Point is, time flies. And as both this year and decade close out, I’m realizing several of my life’s eras also wrapped up during the ‘00s.

  • My single life (met husband in ’01; married in ’03)
  • My life with both parents (dad died in ’02)
  • My pre-parental life (’05, ‘08)
  • My uncommitted life (see all of the above, plus a mortgage)
  • My thirties (July ’09)
  • My journalist life (for the most part. While I blog, my last paid byline was in August ‘09)
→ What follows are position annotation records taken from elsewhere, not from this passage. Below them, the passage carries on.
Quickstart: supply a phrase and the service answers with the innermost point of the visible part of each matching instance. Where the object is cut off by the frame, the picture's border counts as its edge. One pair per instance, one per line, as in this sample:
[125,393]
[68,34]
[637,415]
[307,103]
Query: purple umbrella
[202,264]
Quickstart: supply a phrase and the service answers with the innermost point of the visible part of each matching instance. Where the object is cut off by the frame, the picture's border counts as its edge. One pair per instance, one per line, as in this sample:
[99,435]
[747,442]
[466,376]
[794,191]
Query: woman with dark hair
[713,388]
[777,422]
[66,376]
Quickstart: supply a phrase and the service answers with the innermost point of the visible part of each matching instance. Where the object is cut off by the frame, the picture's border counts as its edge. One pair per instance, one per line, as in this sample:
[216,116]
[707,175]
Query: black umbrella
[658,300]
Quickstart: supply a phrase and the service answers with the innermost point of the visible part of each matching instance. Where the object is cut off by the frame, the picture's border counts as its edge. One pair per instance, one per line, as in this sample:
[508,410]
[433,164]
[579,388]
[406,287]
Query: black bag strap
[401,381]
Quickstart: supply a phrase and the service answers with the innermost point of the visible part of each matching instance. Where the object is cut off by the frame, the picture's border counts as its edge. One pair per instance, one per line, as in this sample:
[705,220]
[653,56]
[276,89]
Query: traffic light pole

It’s taken me the second half of this past decade to come to terms with a lot of those endings, though I chose most voluntarily – another example of nostalgia at work. You alter your circumstances, then gaze longingly back at the way life was. Parenthood especially. I love my kids. But during infancy and toddlerhood, the ratio of rewarding to slogging is seriously skewed to the latter. Thankfully, we’ve only getting older to look forward to.

Now less than 12 hours from a new decade, I’m ready to exchange nostalgia for anticipation. What will the 2010s, my forties, hold? Does my best-selling novelist life lie ahead? The life when I incorporate my family into the travel that I loved pre-2005? What sad endings that I wouldn’t choose – like my dad’s death – lie ahead?

Carly Simon sang that these are the good old days. We’ll see in 2019. Now, let’s get started.